Friday, February 5, 2010

Lonely Patient Book

Just before I received my last lab test results, I began reading a book entitled "The Lonely Patient" by Michael Stein, MD. The author his patients who typically experience betrayal, terror, loss and loneliness during their illnesses. Although my current gastrointestinal bacterial infection (from Achromobacter) does not seem to recur, I still experienced those familiar emotions of body betrayal, terror that I would get much sicker or never really recover, loss of freedom, physical comfort and confidence in my body, and above all loneliness, because nobody else experiences exactly what I feel physically or emotionally.

I realized after reading "The Lonely Patient" that my illnesses have made me feel more vulnerable or unsafe in my own body. Those unsafe feelings take me back to my childhood, when I didn't feel safe in my own family (because my mom physically and emotionally abused me). The author of "Lonely Patient" said that most children blame themselves for whatever happens. My mother continually told me 'You brought it on yourself', no matter what happened to me. So I felt guilty as well as scared when I felt ill. Like most children, as an adult, I don't want to blame myself. I want to blame anyone else but myself.

Rather than blame myself, I feel angry about my doctor's unsuccessful attempts to promptly diagnose and treat my many intestinal infections. I want to blame my doctor for all those c-diff recurrences. When I had symptoms of undiagnosed cryptosporidium AND c-diff, my doctor discounted my symptoms as 'stress', rather than suggest testing. Only at my insistence, did he agree to test me. I'm angry that he didn't initially aggressively treat c-diff. So I had many recurrences of that bacteria (from its spores). That eroded any trust I might have in my doctor, whom I trust more than traditional doctors. Accordingly, I have doubted and questioned everything he suggested to treat my current infection.

Although I read online articles about treating Achromobacter with antibiotics, emories of unsuccessful treatment and recurrences from C-diff make me feel hopeless about eliminating Achromobacter. In my head, I know achromobacter doesn't have spores, won't 'morph' into new bacteria and recur after multiple treatments. However, I'll believe caprylic acid can eliminate achromobacter when/if I finish the suggested treatment and have no more painful symptoms. However, I first need to endure withdrawal from caprylic acid, which could cause more nausea and cramping pain.

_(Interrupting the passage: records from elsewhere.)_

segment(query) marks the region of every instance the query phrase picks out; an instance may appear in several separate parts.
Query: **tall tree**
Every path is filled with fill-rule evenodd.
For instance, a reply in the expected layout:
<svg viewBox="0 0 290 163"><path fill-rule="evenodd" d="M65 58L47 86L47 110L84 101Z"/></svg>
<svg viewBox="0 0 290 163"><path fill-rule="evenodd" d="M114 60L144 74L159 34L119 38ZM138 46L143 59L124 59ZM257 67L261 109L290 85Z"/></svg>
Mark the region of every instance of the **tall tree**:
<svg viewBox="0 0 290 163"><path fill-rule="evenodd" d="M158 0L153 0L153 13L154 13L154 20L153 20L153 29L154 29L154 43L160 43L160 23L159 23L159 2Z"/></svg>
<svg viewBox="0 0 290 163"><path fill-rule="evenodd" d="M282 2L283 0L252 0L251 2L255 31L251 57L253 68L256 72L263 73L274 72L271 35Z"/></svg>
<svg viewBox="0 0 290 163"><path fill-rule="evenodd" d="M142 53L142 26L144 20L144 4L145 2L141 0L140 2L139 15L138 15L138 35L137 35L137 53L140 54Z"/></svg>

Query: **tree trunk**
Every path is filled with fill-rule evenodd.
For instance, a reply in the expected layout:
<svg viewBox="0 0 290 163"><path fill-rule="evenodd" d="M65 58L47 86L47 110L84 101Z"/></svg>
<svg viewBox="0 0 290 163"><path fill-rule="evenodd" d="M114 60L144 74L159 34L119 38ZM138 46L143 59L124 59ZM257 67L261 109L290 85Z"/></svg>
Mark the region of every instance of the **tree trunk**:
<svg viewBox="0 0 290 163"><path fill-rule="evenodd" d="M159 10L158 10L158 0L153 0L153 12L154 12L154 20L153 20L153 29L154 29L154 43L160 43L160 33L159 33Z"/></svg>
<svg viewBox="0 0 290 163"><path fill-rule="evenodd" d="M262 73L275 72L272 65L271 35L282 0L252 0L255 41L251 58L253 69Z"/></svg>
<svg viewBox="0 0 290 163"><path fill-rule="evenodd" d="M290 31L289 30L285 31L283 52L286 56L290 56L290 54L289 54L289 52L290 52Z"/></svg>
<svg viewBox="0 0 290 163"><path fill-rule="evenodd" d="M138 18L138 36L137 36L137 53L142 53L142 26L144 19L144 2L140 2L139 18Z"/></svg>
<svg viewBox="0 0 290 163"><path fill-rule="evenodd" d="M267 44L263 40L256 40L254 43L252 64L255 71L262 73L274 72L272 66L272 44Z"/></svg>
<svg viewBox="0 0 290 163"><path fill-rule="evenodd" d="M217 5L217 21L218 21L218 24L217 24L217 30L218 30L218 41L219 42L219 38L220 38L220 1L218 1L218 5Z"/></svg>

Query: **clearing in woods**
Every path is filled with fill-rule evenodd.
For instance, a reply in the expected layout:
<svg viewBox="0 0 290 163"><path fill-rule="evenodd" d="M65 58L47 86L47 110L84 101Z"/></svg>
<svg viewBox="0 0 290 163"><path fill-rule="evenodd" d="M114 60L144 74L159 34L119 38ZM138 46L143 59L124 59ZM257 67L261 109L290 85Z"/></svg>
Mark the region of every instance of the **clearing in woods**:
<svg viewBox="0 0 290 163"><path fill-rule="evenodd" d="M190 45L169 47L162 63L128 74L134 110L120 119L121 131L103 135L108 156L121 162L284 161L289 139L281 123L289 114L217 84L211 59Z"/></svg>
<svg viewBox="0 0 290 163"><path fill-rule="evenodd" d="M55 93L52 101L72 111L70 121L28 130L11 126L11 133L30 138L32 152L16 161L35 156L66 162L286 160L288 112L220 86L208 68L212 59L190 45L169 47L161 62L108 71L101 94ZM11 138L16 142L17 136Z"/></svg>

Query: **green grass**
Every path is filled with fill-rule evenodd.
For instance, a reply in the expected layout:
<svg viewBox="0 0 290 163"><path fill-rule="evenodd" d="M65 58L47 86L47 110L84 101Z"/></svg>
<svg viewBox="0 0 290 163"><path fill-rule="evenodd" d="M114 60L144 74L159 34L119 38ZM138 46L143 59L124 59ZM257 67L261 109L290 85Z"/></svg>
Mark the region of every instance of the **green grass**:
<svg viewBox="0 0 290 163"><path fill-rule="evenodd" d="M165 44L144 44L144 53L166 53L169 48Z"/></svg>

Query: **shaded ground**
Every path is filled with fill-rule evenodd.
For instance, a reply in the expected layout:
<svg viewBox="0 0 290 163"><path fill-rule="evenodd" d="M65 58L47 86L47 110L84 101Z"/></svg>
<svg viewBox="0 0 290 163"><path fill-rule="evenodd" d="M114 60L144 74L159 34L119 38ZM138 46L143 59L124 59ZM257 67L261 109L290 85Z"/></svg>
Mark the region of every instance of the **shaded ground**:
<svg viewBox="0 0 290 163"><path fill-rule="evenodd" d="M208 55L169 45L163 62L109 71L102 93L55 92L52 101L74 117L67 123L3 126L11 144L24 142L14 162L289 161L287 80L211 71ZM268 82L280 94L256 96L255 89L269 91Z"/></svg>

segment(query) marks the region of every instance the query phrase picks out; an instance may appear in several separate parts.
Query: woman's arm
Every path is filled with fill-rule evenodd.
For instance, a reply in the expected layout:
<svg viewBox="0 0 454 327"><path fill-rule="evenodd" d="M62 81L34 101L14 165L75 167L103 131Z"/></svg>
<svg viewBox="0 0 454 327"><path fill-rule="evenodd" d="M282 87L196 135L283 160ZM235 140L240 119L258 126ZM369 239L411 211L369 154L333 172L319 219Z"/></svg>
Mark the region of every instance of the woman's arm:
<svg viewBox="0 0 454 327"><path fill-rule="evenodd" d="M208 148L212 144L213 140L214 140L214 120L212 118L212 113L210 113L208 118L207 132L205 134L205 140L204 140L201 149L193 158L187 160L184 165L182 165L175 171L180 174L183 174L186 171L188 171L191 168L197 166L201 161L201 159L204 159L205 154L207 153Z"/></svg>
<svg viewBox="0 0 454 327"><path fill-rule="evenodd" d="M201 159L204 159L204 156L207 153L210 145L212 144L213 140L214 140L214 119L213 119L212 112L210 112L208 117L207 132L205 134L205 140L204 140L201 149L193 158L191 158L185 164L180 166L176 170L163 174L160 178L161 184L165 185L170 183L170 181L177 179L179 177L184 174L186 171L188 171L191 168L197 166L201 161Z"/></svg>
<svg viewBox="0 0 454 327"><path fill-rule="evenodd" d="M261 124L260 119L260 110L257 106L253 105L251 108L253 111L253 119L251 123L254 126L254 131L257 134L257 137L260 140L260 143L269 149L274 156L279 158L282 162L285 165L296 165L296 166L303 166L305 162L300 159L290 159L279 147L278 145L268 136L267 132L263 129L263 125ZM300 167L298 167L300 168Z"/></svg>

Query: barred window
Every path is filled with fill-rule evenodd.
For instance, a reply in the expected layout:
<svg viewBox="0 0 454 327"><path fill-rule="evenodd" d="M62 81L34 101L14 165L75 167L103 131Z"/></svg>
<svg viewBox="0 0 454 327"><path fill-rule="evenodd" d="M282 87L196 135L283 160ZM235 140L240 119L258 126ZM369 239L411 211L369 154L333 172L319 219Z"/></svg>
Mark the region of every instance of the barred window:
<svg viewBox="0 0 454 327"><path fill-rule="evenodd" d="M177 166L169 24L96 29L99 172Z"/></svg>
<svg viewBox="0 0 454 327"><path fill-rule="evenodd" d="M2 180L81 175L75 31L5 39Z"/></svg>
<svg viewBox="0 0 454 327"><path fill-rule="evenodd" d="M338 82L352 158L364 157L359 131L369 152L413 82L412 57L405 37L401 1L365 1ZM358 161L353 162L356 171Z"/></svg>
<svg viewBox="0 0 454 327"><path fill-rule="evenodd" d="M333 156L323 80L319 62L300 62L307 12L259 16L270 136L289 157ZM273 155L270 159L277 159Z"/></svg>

I believe treating this bacteria is a lose/lose situation. I feel crappy while I take caprylic acid and I'll feel crappy when I finish the CA and still have the bacteria. When I asked my doc how I'd know when the bacteria was gone, he just said only another ($350) stool test would tell me for sure. Oh great. So I'm supposed to go through uncomfortable CA treatment and maybe still have achromobacter. That reminds me of my first treatment experience for c-diff, when my doc prescribed flagyl, which made me feel horrible for 10 days. After I stopped taking the flagyl the c-diff symptoms returned. Rather than try a better antibiotic (vancomycin) at that point, my doc prescribed another round of flagyl. That was insane ... doing the same thing and hoping for different results. I had recurrences after I took vancomycin, but I didn't use the same treatment method after each recurrence.

I successfully treated 2 previous bacteria (klebsiella and enterobacter cloacae) with caprylic acid. However my c-diff treatment nightmare makes me doubt that I will soon recover from achromobacter. Worse yet maybe I will recover from achromobacter, and a new bacteria/parasite/fungus will overwhelm my good bacteria. I'm taking daily high doses of probiotics to avoid leaving huge gaps in my bacterial balance as the CA kills off the achromobacter, where new bugs can take hold. However, I still have those fears, CA side effect symptoms and unpredictable diarrhea.

So I daily experience the whole range of emotions, including body betrayal, terror (of never ending illness), loss of confidence in my body and freedom in my life, and loneliness (because I don't know anyone who has experienced celiac disease, 7 food allergies and then one gut infection after another for 5 years). If I had one of those well-known diseases, like cancer, heart disease, etc., people might be more understanding and sympathetic. However, I've tried to eat well, exercise daily and avoid other unhealthy substances (alcohol, caffeine, tobacco, recreational drugs, etc.) so that I wouldn't develop those 'well-known' diseases. So here I am, looking trim and healthy, but feeling crappy. Yet nobody suspects I'm ill, because I don't 'look' ill.